Firstaidcourse.ai Glossary · poisoning RTO 31961

n. · a glossary entry from the working vocabulary.

Poisoning.

Field sketch: Poisoning
Field sketch — Poisoning.

§ short definition

Harm caused by a substance taken into the body that interferes with how it works — by swallowing, breathing, absorbing through the skin, or injecting.

§ long definition

Illustration: Poisoning

Poisoning is what happens when a substance enters the body in an amount large enough to make it sick. The substance can be a household chemical, a medication taken incorrectly, an illicit drug, alcohol, a pesticide, an industrial gas, an unsafe plant or mushroom, or a contaminated food. Australia has four routes of entry that the first aider thinks about: swallowed (most poisonings, especially children with household products), inhaled (smoke, carbon monoxide, vapours), absorbed (chemical splashes through skin), and injected (drugs, some bites and stings — covered separately under envenomation).

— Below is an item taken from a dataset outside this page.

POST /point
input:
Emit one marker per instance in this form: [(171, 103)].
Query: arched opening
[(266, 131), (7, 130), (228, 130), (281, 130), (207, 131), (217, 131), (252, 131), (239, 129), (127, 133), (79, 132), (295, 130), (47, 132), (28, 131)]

The single most useful thing a first aider can do is call the Poisons Information Centre on 13 11 26 (in Australia). They are open 24 hours, they can identify the substance from the bottle or packet you describe, and they will tell you on the phone what to do — including whether to call an ambulance. Take the container, the label, the leftover substance and any vomit with you (or describe them on the phone).

General first aid for the four routes is short. Swallowed: do not make the casualty vomit, do not give anything to drink unless Poisons tell you to — some substances do more damage on the way back up. Wipe any residue off the lips. Inhaled: protect yourself first, then move the casualty into fresh air; carbon monoxide and confined-space gases will quietly take a rescuer too. Absorbed: remove contaminated clothing wearing gloves if possible, and irrigate the affected skin with copious running water. For any poisoning where the casualty is unresponsive, not breathing normally, fitting, or rapidly deteriorating, call an ambulance immediately and start the usual DRSABCD response.